Reply To Most Sinful Cities

Most Sinful Cities
Forbes took it upon themselves to determine America's "most sinful cities," ranking us on lust, gluttony, avarice, sloth, wrath, envy and pride.
Oregon doesn't seem to qualify, except possibly in Lust.
What do you think?
Link: Most Sinful Cities
Annette, Thursday, 2-21-08 10:52 AM
re: Most Sinful Cities
They used strange measurements, in my opinion. I would think strip clubs per capita, or something like that, would be a better indicator of "lust". Also, I don't think greed directly correlates with income. I guess they had to use the measures that were, well, measurable.

I am surprised Salt Lake came up in the list for envy, lust, and pride, yet Las Vegas only appeared on the list for sloth. I would have imagined they would have been on the list for a number of sins. They are known as "Sin City" after all.
Alyssa, Monday, 2-25-08 9:17 PM
re: Most Sinful Cities
The metrics were pretty shakey. David and I had a long conversation about it, actually - how we'd improve the metrics for Lust, Greed, and Rage especially. I don't think we considered Strip Clubs as a measurement, but that seems pretty reasonable. Other things you could measure is rape crimes (although they're under-reported) and possibly single, never-married mothers (i.e. children born out of wedlock.)

Using the murder rate for Rage seems rational, but the abortion rate ought also be added. ;)
Envy measured by property crimes is also a problem given the tendancy towards under-reporting in high-crime areas.
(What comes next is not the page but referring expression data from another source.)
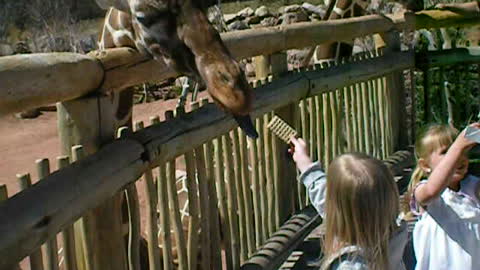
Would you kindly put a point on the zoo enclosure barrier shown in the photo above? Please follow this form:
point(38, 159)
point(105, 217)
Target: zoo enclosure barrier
point(239, 191)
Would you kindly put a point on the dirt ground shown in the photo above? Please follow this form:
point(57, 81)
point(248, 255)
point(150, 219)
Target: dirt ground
point(23, 141)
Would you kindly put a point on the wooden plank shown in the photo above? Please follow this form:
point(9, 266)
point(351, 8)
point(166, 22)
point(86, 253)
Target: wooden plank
point(68, 234)
point(75, 75)
point(51, 247)
point(231, 201)
point(91, 180)
point(36, 258)
point(223, 207)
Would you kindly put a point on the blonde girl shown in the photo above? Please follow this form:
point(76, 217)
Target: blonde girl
point(447, 234)
point(360, 210)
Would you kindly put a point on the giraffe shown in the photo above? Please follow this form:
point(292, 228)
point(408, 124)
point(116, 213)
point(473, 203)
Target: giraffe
point(178, 32)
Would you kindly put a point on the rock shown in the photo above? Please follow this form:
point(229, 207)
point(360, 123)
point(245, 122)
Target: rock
point(294, 17)
point(253, 20)
point(269, 21)
point(246, 12)
point(314, 9)
point(262, 12)
point(250, 70)
point(229, 18)
point(5, 49)
point(238, 25)
point(34, 113)
point(292, 8)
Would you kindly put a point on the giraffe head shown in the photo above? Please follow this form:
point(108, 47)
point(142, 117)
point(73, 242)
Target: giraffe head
point(178, 32)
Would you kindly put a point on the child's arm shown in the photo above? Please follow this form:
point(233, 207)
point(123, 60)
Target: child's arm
point(441, 176)
point(311, 175)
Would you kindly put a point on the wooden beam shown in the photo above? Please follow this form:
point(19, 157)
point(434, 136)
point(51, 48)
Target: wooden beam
point(455, 56)
point(32, 80)
point(26, 224)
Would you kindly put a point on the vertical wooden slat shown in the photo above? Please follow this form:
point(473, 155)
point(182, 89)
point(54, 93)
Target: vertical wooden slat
point(269, 176)
point(305, 133)
point(361, 127)
point(175, 210)
point(319, 129)
point(366, 118)
point(381, 106)
point(348, 118)
point(151, 217)
point(327, 130)
point(51, 246)
point(262, 179)
point(312, 143)
point(164, 211)
point(334, 121)
point(133, 206)
point(239, 195)
point(36, 259)
point(253, 149)
point(375, 118)
point(164, 217)
point(68, 234)
point(4, 197)
point(215, 242)
point(84, 224)
point(247, 193)
point(232, 202)
point(223, 207)
point(355, 116)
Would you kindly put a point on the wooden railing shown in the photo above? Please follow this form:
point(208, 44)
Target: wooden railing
point(248, 185)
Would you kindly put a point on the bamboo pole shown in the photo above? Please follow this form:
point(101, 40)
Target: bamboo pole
point(269, 176)
point(239, 194)
point(231, 200)
point(164, 217)
point(303, 198)
point(36, 258)
point(151, 216)
point(4, 197)
point(204, 203)
point(348, 118)
point(253, 149)
point(133, 205)
point(247, 193)
point(262, 167)
point(193, 225)
point(355, 115)
point(175, 209)
point(319, 129)
point(381, 106)
point(222, 202)
point(84, 225)
point(216, 241)
point(366, 118)
point(51, 247)
point(68, 234)
point(164, 211)
point(327, 130)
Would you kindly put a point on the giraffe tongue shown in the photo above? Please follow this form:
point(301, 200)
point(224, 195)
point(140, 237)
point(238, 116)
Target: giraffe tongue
point(246, 124)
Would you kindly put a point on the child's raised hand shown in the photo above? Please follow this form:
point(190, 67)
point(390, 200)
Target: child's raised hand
point(300, 154)
point(463, 142)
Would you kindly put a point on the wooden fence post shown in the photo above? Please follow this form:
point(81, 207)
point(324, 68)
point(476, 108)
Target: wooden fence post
point(396, 87)
point(92, 122)
point(285, 175)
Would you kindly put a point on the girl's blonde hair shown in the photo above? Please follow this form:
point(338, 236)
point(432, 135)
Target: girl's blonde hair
point(361, 208)
point(433, 138)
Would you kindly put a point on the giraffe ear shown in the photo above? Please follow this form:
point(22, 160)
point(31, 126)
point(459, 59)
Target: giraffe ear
point(118, 4)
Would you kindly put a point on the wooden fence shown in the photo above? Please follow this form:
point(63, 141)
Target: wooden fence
point(239, 190)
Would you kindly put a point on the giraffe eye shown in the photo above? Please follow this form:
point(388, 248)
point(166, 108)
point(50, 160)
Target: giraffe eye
point(146, 20)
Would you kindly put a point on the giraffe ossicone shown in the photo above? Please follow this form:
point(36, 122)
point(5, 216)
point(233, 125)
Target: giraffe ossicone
point(178, 32)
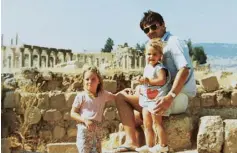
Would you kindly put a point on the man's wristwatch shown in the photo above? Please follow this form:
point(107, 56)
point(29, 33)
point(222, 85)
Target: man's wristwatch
point(173, 95)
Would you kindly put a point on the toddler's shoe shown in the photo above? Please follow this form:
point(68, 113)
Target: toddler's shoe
point(159, 149)
point(143, 149)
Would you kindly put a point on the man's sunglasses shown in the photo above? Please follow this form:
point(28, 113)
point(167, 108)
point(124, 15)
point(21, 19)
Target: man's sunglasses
point(152, 27)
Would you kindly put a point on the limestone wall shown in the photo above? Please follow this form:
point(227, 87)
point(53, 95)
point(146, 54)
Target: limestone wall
point(36, 105)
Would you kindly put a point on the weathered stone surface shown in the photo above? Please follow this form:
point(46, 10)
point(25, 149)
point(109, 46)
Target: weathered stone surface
point(57, 100)
point(9, 100)
point(62, 148)
point(58, 132)
point(109, 114)
point(225, 113)
point(46, 135)
point(27, 100)
point(223, 97)
point(43, 100)
point(72, 132)
point(234, 98)
point(230, 145)
point(208, 99)
point(179, 130)
point(194, 105)
point(32, 115)
point(5, 145)
point(67, 116)
point(110, 85)
point(52, 115)
point(47, 75)
point(210, 135)
point(69, 97)
point(210, 83)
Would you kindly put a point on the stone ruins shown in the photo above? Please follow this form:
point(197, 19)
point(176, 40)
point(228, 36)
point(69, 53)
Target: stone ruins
point(22, 56)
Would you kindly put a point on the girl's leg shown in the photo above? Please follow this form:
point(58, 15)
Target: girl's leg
point(84, 139)
point(99, 137)
point(158, 126)
point(149, 133)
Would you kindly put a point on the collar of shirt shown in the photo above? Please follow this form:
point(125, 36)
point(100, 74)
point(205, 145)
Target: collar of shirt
point(166, 36)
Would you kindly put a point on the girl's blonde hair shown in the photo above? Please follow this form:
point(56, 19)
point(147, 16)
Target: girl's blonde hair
point(94, 69)
point(157, 44)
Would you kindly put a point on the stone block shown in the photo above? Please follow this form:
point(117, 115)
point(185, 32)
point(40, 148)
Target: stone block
point(9, 100)
point(5, 145)
point(62, 148)
point(210, 83)
point(45, 135)
point(210, 136)
point(43, 100)
point(110, 85)
point(72, 132)
point(194, 105)
point(223, 97)
point(58, 132)
point(57, 100)
point(230, 136)
point(52, 115)
point(69, 97)
point(234, 98)
point(67, 116)
point(179, 131)
point(224, 112)
point(208, 99)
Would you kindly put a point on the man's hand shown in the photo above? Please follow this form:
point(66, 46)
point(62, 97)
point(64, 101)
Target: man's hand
point(143, 80)
point(89, 124)
point(163, 104)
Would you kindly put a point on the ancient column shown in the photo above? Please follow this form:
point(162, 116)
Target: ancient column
point(21, 57)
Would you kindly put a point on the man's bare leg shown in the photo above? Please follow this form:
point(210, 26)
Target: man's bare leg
point(126, 104)
point(139, 131)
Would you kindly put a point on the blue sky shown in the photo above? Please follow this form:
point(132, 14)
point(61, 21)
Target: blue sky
point(86, 24)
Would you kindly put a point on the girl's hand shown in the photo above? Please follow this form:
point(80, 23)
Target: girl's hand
point(89, 124)
point(143, 80)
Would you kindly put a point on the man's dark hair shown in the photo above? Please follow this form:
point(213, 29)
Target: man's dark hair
point(151, 17)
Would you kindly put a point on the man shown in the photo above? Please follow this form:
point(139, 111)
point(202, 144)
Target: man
point(176, 59)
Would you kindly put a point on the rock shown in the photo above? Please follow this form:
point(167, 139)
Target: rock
point(208, 99)
point(210, 83)
point(179, 130)
point(230, 136)
point(110, 85)
point(32, 115)
point(72, 132)
point(57, 100)
point(234, 98)
point(58, 132)
point(210, 135)
point(69, 97)
point(62, 148)
point(52, 115)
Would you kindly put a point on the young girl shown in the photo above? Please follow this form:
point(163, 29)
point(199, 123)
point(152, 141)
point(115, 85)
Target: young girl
point(156, 80)
point(87, 109)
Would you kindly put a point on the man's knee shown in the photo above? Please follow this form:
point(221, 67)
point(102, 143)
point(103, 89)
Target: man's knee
point(180, 104)
point(138, 118)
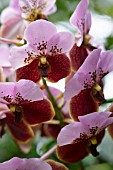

Property insurance rates might help clean that metric up.

Oh, and Greed - we didn't think it at all reasonable to simply measure millionaires, especially when in locales with a high cost of living you might be rated a millionaire by simple virtue of owning a home, which isn't exactly "ready cash." Not to mention that simply acheiving financially does not equal greed, necessarily. There may be a high rate of corrolation, but it's hardly absolute.
Instead you could measure the rate of charitable giving corrolated with the median income. In other words, measure the Opposite of greed and then work backwards.

Pride we pretty much decided couldn't be measured at all: using cosmetic sales or even cosmetic surgery sales measures only vanity, not pride.